# CMYK und Schmuckfarbe



## Wolfsbein (12. Dezember 2001)

Hallo. Habe ein Plakat mit PS gemacht und von RGB in CMYK umgerechnet. Da ich aber kein Spezialist in Sachen Druck bin, folgende Frage: Die Schrift im Plakat ist schwarzt, bzw. grau-schatiert. Eine Grafik ist weiß, bzw. 20% weiß und der Hintergrund ist rosa. Da man nicht weiß drucken kann, möchte ich das rosa nicht aus CMYK-Farben mischen lassen, sondern eine Schmuckfarbe verwenden, da so nur zwei Filme zum Druck benötigt werden (rosa und schwarz). Wie bringt man das PS bei, bzw. wie erkennt es die weiße Grafik als negativ und verwendet nur schwarz bei den Kanälen, ohne dass es die Grafik verschluckt? Ist kompliziert, aber deswegen frage ich ja .


----------



## Onkel Jürgen (12. Dezember 2001)

*DCS 2.0 mit Vollfarbenkanal*

Also,

Du hast als Ausgangsbild Deine Datei in Graustufen = mit nur einem Kanal und zwar Schwarz.

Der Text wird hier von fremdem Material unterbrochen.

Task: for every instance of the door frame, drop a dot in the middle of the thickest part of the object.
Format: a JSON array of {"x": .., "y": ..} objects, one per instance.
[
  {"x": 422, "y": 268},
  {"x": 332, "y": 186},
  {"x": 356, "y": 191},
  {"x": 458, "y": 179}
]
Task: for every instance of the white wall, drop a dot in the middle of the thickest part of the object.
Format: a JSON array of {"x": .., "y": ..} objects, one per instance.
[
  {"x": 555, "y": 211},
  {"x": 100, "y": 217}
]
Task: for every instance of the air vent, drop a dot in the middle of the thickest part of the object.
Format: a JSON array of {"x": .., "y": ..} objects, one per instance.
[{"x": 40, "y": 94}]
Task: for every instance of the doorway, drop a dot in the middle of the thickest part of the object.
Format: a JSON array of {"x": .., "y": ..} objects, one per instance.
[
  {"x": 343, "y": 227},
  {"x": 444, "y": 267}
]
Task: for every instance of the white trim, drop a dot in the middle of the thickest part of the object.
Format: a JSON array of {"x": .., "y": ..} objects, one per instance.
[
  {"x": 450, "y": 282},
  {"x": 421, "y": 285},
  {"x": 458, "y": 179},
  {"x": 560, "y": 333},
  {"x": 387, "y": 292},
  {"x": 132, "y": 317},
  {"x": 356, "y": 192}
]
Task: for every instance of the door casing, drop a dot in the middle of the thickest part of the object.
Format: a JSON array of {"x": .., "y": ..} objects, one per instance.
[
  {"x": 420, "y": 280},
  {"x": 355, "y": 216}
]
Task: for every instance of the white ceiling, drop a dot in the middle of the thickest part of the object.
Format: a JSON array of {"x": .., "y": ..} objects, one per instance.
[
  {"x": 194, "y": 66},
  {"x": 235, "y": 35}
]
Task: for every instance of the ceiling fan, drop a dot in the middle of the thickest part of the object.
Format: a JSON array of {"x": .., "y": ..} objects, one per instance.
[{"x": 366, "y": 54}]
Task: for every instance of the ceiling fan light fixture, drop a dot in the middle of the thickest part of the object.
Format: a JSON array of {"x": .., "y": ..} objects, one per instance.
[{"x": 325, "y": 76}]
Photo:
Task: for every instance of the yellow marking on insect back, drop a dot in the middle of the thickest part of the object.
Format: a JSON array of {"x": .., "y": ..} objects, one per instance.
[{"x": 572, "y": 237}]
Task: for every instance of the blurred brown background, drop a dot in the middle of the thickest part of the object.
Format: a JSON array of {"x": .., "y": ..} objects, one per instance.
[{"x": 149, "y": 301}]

Nun wählst Du in der Kanäle-Palette

> neuer Vollfarbenkanal

und stellst Diesen auf Deine Wunschfarbe ein.
Der Kanal verhält sich, wie's sich für Farbkanäle gehört, d. h. Du kannst drin rumretuschieren und auch über die Zwischenablage Informationen aus anderen Kanälen einkopieren, wie Du lustig bist.

Das Dateiformat, als das Du das ganze speichern musst, heißt DCS 2.0 (oder höher). Neben Photoshop das einzige Format, was Extrawürste wie Sonderfarben zulässt. Eigentlich ginge das auch mit EPS-Dateien, aber dazu ist Photoshop zu doof und ein DCS ist dann halt 'ne Sonderform einer EPS-Datei.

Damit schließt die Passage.